The sunk cost trap also played its part. In the sunk cost trap, a course of action is not abandoned because considerable time or money has already been spent on the project, and those in charge are reluctant to abandon the project or take steps to delay the project in any way. For the Xbox, considerable investment in the product had already been made, sales were strong, and since the division had yet to turn a profit, there was pressure to continue at any cost. Returning to earlier stages of design, issuing a recall for the defective units, and replacing them with new units was apparently not a realistic option.
Question 1
1.2. “For the Xbox, considerable investment in the product had already been made, sales were strong, and since the division had yet to turn a profit, there was pressure to continue at any cost. Returning to earlier stages of design, issuing a recall for the defective units, and replacing them with new units was apparently not a realistic option.”

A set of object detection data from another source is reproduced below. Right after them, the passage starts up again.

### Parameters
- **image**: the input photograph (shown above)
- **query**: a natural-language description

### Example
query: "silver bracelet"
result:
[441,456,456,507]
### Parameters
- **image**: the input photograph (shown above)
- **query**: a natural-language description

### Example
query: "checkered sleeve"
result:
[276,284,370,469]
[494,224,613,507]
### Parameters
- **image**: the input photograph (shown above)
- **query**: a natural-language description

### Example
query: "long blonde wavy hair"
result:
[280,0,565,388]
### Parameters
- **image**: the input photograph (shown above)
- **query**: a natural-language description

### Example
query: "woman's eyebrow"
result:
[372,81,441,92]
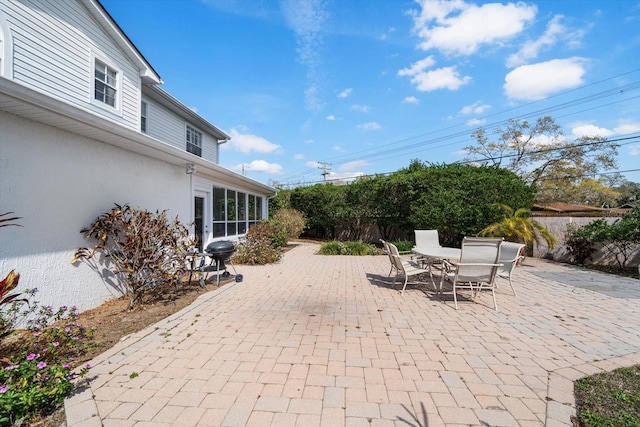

It is clear that Microsoft had to deliver the project on schedule; hence they could not recall the defective units. Identify and briefly explain the theory that relates to extract above.
1.3. Successful completion of a project requires finishing the scope of work within budget and a certain time frame whilst managing resource utilization, meeting quality expectations and managing risks. All this must be done while assuring customer satisfaction. Discuss how Microsoft could have managed project constraints to successfully deliver the Xbox 360 project.